Bug report regarding the documentation: [1]

[1] https://bz.apache.org/bugzilla/show_bug.cgi?id=60247
Comment 13 Todd Vierling 2016-10-13 00:39:59 UTC
(In reply to ysdev from comment #12)
> > In all seriousness: I can't do anything to fix or help a 404.
> 
> You're approaching this thing from a very narrow minded point of view. For
> you, 404 errors are apparently forced on your server from someone on the
> outside, possibly even with ill intent.
> 
> From my perspective, 404 errors happen when I link to files that don't
> exist, and so the huge majority of 404 errors I'm seeing are caused by *me*,
> until I fix my site.

And you have a way to get them anywhere you want, without them being logged to error_log at the same level as major server problems: mod_log_config. You can even use CustomLog's expression support to log only 404s to a file of their own, if you prefer. And you get to choose how they're logged, including translated path and everything else you could need.

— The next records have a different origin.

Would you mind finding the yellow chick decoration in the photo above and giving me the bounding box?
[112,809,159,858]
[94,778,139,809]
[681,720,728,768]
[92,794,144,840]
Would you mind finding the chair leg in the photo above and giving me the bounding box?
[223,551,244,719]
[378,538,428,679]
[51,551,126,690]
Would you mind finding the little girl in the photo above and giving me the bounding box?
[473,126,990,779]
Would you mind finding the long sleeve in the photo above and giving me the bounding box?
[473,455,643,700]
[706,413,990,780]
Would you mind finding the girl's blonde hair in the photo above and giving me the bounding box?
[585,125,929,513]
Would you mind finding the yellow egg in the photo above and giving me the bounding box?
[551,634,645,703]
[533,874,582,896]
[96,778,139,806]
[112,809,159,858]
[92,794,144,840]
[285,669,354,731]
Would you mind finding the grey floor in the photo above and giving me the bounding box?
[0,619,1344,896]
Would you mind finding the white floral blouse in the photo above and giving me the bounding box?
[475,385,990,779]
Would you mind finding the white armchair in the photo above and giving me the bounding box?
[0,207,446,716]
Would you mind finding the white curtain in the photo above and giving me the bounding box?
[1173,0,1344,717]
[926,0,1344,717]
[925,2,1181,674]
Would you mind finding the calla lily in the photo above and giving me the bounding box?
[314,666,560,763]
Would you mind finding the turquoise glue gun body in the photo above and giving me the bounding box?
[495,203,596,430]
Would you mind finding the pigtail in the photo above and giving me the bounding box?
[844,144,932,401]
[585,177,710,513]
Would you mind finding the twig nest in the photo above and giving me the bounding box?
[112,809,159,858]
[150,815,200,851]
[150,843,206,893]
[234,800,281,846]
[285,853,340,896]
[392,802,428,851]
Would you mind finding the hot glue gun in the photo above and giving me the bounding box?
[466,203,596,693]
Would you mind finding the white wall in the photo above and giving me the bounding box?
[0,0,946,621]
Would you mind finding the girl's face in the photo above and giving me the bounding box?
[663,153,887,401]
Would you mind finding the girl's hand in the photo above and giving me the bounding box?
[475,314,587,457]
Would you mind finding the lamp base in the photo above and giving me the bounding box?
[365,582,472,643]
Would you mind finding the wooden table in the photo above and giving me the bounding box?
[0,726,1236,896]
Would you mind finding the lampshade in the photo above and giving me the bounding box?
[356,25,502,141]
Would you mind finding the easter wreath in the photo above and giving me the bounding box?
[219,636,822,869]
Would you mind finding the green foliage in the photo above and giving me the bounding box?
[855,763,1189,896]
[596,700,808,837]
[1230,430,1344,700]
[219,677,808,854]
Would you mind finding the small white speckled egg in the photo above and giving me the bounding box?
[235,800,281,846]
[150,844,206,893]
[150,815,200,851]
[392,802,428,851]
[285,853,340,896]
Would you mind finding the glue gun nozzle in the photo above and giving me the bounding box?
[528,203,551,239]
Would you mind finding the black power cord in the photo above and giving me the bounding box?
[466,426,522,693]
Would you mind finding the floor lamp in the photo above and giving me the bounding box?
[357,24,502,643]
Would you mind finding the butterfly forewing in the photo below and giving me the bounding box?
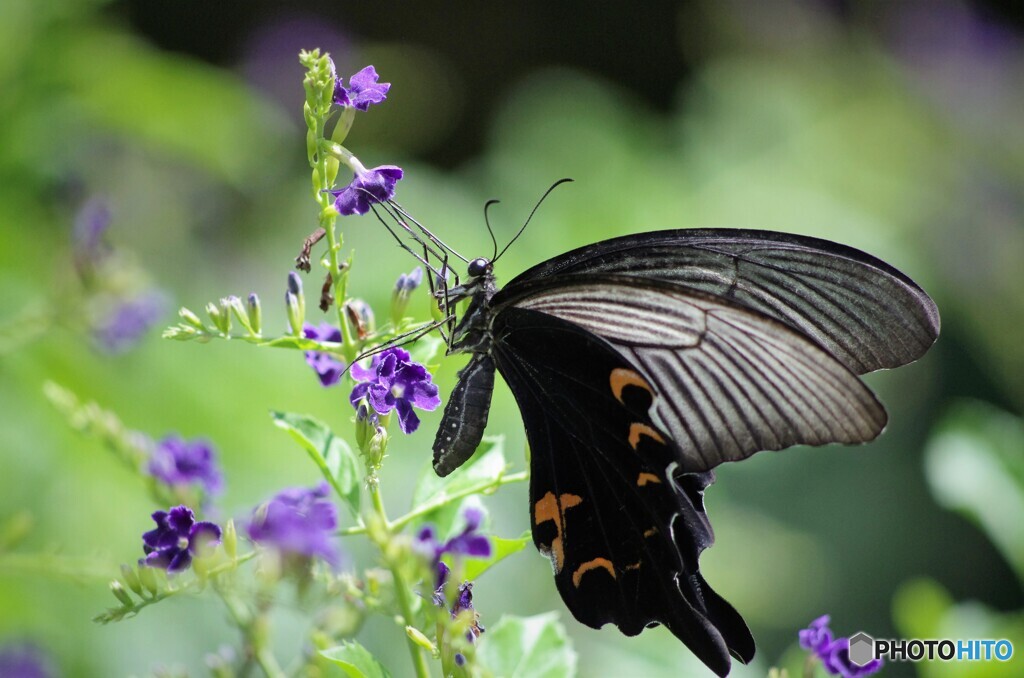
[494,307,754,675]
[496,274,886,472]
[506,229,939,374]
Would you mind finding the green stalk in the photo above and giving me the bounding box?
[370,485,430,678]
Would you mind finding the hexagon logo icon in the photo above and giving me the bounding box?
[850,631,874,667]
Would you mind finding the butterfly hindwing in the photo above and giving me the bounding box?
[493,307,754,675]
[503,274,886,472]
[506,229,939,374]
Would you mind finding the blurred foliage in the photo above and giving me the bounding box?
[0,0,1024,677]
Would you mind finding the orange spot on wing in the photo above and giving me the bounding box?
[534,492,583,575]
[609,368,654,402]
[637,473,662,488]
[630,422,665,450]
[572,558,615,589]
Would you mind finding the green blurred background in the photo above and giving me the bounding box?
[0,0,1024,676]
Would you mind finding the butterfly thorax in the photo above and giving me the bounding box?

Or just set the error log level to info if you want all content related errors (there are more than just not-found errors logged at this level, and by the same argument above, you may want to see those too).

The problem fixed by this bug is that major server errors and content-missing errors had the same log level -- so the former could be drowned out by the latter, or the former would disappear completely if the error log level were tuned to avoid warning level messages.
Comment 14 Philippe Cloutier 2021-07-16 18:21:24 UTC
(In reply to Todd Vierling from comment #13)
> (In reply to ysdev from comment #12)
> > > In all seriousness: I can't do anything to fix or help a 404.
> > 
> > You're approaching this thing from a very narrow minded point of view. For
> > you, 404 errors are apparently forced on your server from someone on the
> > outside, possibly even with ill intent.
> > 
> > From my perspective, 404 errors happen when I link to files that don't
> > exist, and so the huge majority of 404 errors I'm seeing are caused by *me*,
> > until I fix my site.
> 
> And you have a way to get them anywhere you want, without them being logged
> to error_log at the same level as major server problems: mod_log_config.

How would that be done?
Comment 15 Philippe Cloutier 2021-07-16 18:32:48 UTC
Thank you for this report and for the work on it. I experienced this annoyance several times.

That being said, I am not satisfied by the new situation neither. While warn must have been excessive, I doubt info is sufficient. 404-s seem to fit the definition of notice pretty well:
> Normal but significant condition.

I'm afraid this highlights a relatively false dichotomy between access_log and error_log.

nginx logs 404-s in its error log, and features a simple boolean directive to control that behavior: http://nginx.org/en/docs/http/ngx_http_core_module.html#log_not_found
I believe httpd should either offer more sophisticated logging or make configuring this behavior as easy as nginx.